Monday, October 31, 2011

метафоры — последняя надежда словесности. Генис, из очерков/ Genis, essays

Отложив систему, я всякого философа пытаюсь превратить из западного в восточного, вроде Лао-цзы. Когда всякая целостность сомнительна, больше доверия вызывают сентенции, метафоры, примеры, обрывки, фрагменты, руины и зерна. Если мысль тянуть слишком долго, она начинает рваться.

Шопенгауэр нашел противоядие от собственной философии в прекрасном, и за это Вагнер восемь раз подряд прочел его книгу, а Фет перевел ее на русский. Лекарство от отчаяния этот якобы беспросветный философ находил в акте глубокого созерцания, когда мы, забыв о себе, становимся «прозрачным зеркалом объекта: будь то пейзаж, дерево, скала, здание, и нам кажется, будто существует только предмет, и нет никого, кто бы его воспринимал». На нет и суда нет, резюмирует Шопенгауэр, предлагая свой рецепт спасения: «Тот, кто погружен в это созерцание, уже не индивид, ибо индивид уже потерялся в этом созерцании, а чистый, не подчиненный воле, не ведающий боли, находящийся вне времени субъект познания».

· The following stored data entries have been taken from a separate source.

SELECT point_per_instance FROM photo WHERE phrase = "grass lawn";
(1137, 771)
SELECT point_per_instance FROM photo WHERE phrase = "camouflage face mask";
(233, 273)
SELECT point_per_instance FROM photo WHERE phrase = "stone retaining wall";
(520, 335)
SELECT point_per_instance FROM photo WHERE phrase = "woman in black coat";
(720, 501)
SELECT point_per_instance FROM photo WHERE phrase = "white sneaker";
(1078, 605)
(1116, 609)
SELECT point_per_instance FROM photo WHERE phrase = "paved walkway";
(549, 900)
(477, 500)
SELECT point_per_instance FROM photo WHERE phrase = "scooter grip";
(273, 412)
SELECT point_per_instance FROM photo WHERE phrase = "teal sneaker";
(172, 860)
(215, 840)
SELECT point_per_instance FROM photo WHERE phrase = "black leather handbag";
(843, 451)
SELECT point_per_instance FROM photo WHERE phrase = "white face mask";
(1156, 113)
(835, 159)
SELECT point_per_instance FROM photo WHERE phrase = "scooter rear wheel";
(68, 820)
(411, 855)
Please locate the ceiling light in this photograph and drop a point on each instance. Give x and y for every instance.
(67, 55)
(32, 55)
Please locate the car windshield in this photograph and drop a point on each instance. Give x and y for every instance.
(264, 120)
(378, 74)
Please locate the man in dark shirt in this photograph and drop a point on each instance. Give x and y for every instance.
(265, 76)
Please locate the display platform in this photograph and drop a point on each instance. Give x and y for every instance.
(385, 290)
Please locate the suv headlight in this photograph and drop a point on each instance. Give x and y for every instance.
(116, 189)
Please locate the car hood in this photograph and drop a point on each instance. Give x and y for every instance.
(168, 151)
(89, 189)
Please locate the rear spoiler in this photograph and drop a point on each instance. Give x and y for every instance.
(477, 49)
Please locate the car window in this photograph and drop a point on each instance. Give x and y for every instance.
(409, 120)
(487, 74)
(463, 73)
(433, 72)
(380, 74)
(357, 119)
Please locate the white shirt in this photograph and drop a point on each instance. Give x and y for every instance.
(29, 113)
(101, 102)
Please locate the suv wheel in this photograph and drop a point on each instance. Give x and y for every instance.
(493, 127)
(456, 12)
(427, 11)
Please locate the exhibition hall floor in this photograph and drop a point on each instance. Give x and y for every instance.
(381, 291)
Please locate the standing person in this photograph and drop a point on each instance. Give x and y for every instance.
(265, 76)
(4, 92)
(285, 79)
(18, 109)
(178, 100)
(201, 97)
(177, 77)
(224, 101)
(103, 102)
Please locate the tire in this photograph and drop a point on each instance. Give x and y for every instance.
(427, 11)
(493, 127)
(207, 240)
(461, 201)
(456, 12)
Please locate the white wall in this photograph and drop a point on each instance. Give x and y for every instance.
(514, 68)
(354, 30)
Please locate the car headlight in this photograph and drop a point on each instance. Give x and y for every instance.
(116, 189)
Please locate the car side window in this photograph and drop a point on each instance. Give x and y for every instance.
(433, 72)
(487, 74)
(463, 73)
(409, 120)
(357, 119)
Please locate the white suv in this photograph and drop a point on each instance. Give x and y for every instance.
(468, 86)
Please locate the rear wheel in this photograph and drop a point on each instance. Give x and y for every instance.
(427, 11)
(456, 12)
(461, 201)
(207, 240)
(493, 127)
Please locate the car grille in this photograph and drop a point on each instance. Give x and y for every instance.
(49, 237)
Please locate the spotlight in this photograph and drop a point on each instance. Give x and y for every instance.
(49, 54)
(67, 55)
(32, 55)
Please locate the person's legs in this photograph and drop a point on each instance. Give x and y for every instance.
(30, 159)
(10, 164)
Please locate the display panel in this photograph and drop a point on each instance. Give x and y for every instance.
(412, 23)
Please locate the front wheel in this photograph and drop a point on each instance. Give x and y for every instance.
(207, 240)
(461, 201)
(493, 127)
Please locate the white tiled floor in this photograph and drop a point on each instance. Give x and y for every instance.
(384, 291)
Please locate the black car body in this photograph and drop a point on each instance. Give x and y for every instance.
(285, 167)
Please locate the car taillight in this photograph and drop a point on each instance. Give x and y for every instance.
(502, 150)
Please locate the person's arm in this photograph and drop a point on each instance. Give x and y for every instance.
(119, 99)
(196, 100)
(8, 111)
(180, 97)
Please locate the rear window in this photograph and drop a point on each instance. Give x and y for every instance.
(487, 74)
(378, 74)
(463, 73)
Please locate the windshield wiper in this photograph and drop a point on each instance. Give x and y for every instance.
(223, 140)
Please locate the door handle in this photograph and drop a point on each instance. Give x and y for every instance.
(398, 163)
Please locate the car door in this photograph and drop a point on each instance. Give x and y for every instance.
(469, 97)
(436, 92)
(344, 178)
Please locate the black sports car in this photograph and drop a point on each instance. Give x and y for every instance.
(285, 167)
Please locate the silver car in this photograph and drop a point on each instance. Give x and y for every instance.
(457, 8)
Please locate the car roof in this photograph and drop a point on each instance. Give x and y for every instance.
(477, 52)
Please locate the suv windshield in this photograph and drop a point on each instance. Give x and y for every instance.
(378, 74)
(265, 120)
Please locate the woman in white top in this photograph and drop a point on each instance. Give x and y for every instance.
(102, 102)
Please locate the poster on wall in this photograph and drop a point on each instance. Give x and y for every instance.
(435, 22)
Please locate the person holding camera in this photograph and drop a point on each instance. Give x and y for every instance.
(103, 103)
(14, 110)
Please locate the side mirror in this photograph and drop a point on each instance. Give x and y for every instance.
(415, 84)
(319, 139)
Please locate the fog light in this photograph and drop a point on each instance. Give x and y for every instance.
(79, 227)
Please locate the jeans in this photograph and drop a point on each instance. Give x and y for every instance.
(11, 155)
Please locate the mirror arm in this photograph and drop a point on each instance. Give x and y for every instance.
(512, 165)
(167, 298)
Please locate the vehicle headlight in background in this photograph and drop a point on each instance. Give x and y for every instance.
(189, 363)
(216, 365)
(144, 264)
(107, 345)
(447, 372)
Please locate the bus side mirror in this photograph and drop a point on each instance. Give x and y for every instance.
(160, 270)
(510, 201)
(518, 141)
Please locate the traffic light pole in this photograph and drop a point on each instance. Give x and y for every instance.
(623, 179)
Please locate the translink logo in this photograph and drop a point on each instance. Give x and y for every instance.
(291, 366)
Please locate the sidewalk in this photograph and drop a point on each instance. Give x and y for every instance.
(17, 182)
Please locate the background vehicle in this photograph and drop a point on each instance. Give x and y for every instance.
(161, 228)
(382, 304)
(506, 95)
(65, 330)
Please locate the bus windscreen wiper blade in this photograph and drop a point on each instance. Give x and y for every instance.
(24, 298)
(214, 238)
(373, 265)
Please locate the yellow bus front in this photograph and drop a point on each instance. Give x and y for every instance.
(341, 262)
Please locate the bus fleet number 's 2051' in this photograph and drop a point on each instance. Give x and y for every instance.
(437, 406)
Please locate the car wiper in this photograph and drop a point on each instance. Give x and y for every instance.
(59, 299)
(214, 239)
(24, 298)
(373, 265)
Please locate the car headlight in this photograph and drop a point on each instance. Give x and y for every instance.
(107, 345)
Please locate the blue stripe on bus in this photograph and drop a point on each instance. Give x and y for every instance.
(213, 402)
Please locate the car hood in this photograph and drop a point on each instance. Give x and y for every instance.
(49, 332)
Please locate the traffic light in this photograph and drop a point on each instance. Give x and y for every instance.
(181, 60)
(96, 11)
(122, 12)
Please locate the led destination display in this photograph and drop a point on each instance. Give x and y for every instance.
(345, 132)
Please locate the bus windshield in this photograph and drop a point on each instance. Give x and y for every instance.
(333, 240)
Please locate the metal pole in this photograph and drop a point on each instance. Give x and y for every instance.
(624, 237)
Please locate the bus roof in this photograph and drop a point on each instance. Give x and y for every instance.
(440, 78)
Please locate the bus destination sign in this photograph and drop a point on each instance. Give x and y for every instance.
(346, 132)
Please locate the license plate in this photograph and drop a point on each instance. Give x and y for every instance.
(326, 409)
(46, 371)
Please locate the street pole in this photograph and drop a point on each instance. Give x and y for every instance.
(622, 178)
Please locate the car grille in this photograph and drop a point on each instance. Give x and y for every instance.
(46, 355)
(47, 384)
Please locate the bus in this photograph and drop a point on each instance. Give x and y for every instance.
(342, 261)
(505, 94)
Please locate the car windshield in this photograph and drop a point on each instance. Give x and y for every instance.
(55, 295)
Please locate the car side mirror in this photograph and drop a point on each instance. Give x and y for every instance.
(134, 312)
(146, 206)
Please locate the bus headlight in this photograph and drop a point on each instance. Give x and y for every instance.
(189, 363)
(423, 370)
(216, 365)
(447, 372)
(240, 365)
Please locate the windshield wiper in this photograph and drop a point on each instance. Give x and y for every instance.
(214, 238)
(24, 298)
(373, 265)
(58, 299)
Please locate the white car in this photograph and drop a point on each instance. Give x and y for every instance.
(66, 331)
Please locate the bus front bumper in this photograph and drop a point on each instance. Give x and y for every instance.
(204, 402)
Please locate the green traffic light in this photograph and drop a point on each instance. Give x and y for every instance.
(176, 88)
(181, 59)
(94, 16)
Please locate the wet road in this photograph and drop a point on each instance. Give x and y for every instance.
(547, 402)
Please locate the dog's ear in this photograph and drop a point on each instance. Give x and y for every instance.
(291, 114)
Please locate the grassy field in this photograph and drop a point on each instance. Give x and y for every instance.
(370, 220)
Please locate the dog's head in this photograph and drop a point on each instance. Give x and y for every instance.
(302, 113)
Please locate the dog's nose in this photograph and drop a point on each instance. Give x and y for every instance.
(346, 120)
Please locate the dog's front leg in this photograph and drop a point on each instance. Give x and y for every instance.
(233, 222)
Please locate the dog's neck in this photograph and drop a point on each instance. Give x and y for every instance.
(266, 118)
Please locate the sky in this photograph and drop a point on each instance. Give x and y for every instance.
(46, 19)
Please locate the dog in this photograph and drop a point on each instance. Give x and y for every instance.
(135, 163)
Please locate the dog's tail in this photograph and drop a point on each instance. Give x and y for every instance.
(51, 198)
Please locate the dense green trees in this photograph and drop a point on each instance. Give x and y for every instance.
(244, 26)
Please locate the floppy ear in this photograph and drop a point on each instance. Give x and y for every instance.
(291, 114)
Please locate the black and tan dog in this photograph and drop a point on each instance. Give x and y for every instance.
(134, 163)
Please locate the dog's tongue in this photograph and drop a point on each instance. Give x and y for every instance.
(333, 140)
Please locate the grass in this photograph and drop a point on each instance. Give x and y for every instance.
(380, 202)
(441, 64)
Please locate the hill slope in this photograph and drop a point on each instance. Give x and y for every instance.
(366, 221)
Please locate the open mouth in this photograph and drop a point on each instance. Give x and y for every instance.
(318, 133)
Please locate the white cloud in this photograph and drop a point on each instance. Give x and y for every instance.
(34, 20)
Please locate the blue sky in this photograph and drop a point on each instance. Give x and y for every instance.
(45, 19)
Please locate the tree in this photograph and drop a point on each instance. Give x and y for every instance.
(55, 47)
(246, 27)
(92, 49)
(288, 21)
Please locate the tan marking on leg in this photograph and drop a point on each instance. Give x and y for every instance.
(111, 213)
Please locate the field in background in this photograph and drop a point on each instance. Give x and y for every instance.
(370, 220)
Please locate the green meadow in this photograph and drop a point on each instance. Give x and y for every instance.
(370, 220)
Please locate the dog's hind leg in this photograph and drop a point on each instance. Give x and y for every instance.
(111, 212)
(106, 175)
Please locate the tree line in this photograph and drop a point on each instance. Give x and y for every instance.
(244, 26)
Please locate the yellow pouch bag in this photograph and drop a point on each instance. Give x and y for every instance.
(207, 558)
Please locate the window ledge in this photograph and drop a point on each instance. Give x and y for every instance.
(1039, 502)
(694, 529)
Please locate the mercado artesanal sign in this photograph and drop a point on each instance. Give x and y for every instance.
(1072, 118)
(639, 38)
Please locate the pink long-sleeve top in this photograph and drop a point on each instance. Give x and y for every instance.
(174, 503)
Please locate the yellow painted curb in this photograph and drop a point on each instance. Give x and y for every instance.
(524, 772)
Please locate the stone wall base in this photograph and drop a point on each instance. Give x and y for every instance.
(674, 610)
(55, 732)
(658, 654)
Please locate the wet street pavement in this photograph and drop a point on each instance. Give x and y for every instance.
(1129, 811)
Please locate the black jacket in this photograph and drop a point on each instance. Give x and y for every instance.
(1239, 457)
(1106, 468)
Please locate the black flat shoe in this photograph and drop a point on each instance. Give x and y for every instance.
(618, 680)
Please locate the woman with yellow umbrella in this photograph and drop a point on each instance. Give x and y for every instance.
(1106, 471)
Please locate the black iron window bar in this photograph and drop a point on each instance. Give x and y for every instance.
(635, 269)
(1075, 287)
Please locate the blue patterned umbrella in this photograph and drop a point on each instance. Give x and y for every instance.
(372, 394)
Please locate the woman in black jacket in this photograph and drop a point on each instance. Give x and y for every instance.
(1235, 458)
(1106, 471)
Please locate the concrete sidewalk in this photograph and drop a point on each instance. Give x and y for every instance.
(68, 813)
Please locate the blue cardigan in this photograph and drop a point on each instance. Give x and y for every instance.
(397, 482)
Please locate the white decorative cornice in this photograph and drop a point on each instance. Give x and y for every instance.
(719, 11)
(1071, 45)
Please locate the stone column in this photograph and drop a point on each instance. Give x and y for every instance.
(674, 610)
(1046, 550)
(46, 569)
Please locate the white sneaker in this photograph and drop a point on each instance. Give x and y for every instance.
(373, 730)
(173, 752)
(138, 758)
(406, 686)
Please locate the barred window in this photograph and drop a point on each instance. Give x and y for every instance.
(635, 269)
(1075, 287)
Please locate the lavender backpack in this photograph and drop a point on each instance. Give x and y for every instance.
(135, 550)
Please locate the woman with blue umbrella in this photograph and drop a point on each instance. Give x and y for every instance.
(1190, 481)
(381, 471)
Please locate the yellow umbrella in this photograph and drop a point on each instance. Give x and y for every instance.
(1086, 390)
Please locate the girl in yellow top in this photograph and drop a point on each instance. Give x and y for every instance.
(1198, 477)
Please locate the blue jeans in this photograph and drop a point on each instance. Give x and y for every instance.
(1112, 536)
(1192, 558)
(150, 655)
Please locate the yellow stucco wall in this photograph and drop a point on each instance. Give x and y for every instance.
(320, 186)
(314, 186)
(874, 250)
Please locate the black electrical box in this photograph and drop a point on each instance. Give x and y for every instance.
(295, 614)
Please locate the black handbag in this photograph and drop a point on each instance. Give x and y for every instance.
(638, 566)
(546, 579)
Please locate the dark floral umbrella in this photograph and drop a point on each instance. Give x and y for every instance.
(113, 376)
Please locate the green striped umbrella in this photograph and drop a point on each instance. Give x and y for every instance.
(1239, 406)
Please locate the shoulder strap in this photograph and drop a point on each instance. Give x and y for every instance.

Шопенгауэр кажется Башмачкиным от философии. Маленький человек, за которого страшно и обидно уже потому, что он один из нас. И опять — Чехов, который тут был и все понял. Не зря его бунтующий дядя Ваня кричит, что мог бы стать Шопенгауэром. Это смешно и точно, ибо в каком-то смысле дядя Ваня и есть Шопенгауэр — философ, смертельно напуганный жизнью. За это я тоже люблю философов. Какую бы жизнь они ни вели — упорядоченную, как Кант, рискованную, как Сократ, чиновничью, как Гегель, или пьяную, как Веничка Ерофеев, — она неизбежно кажется эксцентрической, потому что все важное происходит в уме: сумо мысли. Такая биография завораживает как раз тем, что со стороны ничего не видно. Жить духом — чистая авантюра, и философ, особенно домосед вроде Канта, представляется мне флибустьером, только наоборот.
Флогистон

**
Иногда мне кажется, что метафоры — последняя надежда словесности: их нельзя экранизировать. А когда все же пытаются, то выходит, как в рассказе кумира нашей юности Валерия Попова. Один из его героев написал сценарий: «Солнечный зайчик, неизвестно как пробравшийся среди листьев, дрожал на стене дома». И вот что из этого получилось: На съемках роль зайчика поручили человеку с большим небритым лицом, в металлизированном галстуке. — Постарайтесь дрожать более ранимо, — сказал зайчику режиссер. Тяжело дыша, зайчик кивнул.
Как и словно

**
Гребенщиков, который был в каждом городе России дважды, говорил, что долгое железнодорожное путешествие, если пить в меру, открывает третий глаз. К Иркутску, уверял он, каждый, сам того не зная, превращается в буддиста: путь кажется важнее цели.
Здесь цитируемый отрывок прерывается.